我不太清楚为什么你的 XML::LibXML
不工作,尽管如评论中所述 - 如果它不与 find
一起工作,那将是它的根源。
我将提供一个使用 XML::Twig
确实有效的替代方案。
#!/usr/bin/env perl
use strict;
use warnings;
use XML::Twig;
my $file = 'test3.xml';
my %seen;
sub delete_url_if_seen {
my ( $twig, $url ) = @_;
my $name = $url -> get_xpath('./video:video/video:title',0) -> trimmed_text;
if ( $seen{$name}++ ) { $url -> delete; };
}
my $twig = XML::Twig -> new ( 'pretty_print' => 'indented_a',
'twig_handlers' => { 'url' => \&delete_url_if_seen } );
$twig -> parsefile_inplace ( $file );
我成功了,这是代码,我尝试了
中提供的解决方案
use strict;
use warnings;
use XML::LibXML;
my $file = 'sitemap.xml';
my $doc = XML::LibXML->load_xml( location => $file );
my %seen;
foreach my $uni ( $doc->findnodes("//*[name() ='url']") ) { # 'university' nodes only
my $name = $uni->find('//video:title');
print "'$name' duplicated\n",
$uni->unbindNode() if $seen{$name}++; # Remove if seen before
}
$doc->toFile('clarified.xml'); # Print to file
您应该使用 XPathContext
并注册视频和默认命名空间。
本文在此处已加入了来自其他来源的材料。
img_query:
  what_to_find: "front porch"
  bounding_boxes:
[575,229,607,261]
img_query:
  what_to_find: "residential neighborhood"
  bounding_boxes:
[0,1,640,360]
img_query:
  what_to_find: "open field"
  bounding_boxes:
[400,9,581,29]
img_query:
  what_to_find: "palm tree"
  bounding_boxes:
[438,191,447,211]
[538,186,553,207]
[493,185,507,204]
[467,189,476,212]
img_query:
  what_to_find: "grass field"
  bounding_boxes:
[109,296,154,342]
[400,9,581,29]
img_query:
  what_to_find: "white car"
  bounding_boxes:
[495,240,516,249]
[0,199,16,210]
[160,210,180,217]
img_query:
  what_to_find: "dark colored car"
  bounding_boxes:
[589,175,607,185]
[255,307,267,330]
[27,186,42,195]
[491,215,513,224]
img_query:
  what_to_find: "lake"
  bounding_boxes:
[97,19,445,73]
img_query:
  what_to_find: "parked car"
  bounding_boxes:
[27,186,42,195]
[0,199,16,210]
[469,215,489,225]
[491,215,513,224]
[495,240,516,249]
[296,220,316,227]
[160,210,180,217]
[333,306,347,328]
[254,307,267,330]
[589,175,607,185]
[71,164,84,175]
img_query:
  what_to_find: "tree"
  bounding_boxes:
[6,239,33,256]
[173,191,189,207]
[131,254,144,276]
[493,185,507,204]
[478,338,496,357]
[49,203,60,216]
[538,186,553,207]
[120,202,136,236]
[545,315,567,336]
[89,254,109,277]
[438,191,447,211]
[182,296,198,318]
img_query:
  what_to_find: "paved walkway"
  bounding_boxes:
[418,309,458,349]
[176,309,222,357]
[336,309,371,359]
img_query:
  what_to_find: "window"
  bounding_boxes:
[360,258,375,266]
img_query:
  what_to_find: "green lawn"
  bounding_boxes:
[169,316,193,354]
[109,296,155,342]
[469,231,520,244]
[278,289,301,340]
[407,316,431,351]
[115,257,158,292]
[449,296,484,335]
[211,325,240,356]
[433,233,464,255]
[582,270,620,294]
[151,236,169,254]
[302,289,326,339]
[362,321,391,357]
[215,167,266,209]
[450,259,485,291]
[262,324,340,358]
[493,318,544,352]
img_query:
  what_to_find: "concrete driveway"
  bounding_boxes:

您还应该调用 findvalue
以获取字符串形式的标题。
my $xpc = XML::LibXML::XPathContext->new();
$xpc->registerNs(sitemap => 'http://www.sitemaps.org/schemas/sitemap/0.9');
$xpc->registerNs(video => 'http://www.google.com/schemas/sitemap-video/1.1');
for my $node ($xpc->findnodes('//sitemap:url', $doc)) {
my $name = $xpc->findvalue('video:title', $node);
...
}
我有一个带有重复节点的站点地图视频文件 xml :
<?xml version="1.0"?>
<urlset xmlns="http://www.sitemaps.org/schemas/sitemap/0.9" xmlns:video="http://www.google.com/schemas/sitemap-video/1.1">
<url>
<loc>http://www.tubtun.com/video/Samsung_42Channel_Wireless_SoundStand</loc>
<video:video>
<video:title>Samsung 42Channel Wireless SoundStand</video:title>
<video:description>Samsung 4.2Channel Wireless SoundStand</video:description>
<video:thumbnail_loc>http://www.tubtun.com/media/files_thumbnail/user91/pl_5364844b0dc.jpg</video:thumbnail_loc>
<video:player_loc>http://www.tubtun.com/modules/vPlayer/vPlayer.swf?f=http://www.tubtun.com/modules/vPlayer/vPlayercfg.php?fid=844b0dc2c7258f4de11</video:player_loc>
<video:publication_date>2015-01-27</video:publication_date>
</video:video>
</url>
<url>
<loc>http://www.tubtun.com/video/Samsung_42Channel_Wireless_SoundStand</loc>
<video:video>
<video:title>Samsung 42Channel Wireless SoundStand</video:title>
<video:description>Samsung 4.2Channel Wireless SoundStand</video:description>
<video:thumbnail_loc>http://www.tubtun.com/media/files_thumbnail/user91/pl_5364844b0dc.jpg</video:thumbnail_loc>
<video:player_loc>http://www.tubtun.com/modules/vPlayer/vPlayer.swf?f=http://www.tubtun.com/modules/vPlayer/vPlayercfg.php?fid=844b0dc2c7258f4de11</video:player_loc>
<video:publication_date>2015-01-27</video:publication_date>
</video:video>
</url>
.....
我已经编写了一个 perl 脚本来删除这些重复数据:
use strict;
use warnings;
use XML::LibXML;
my $file = 'sitemap.xml';
my $doc = XML::LibXML->load_xml( location => $file );
my %seen;
foreach my $uni ( $doc->findnodes('//url') ) { # 'university' nodes only
my $name = $uni->find('video:title');
print "'$name' duplicated\n",
$uni->unbindNode() if $seen{$name}++; # Remove if seen before
}
$doc->toFile('clarified.xml'); # Print to file
很遗憾,文件 "clarified.xml" 与 sitemap.xml 相同。
我不知道我的脚本有什么问题。
我不太清楚为什么你的 XML::LibXML
不工作,尽管如评论中所述 - 如果它不与 find
一起工作,那将是它的根源。
我将提供一个使用 XML::Twig
确实有效的替代方案。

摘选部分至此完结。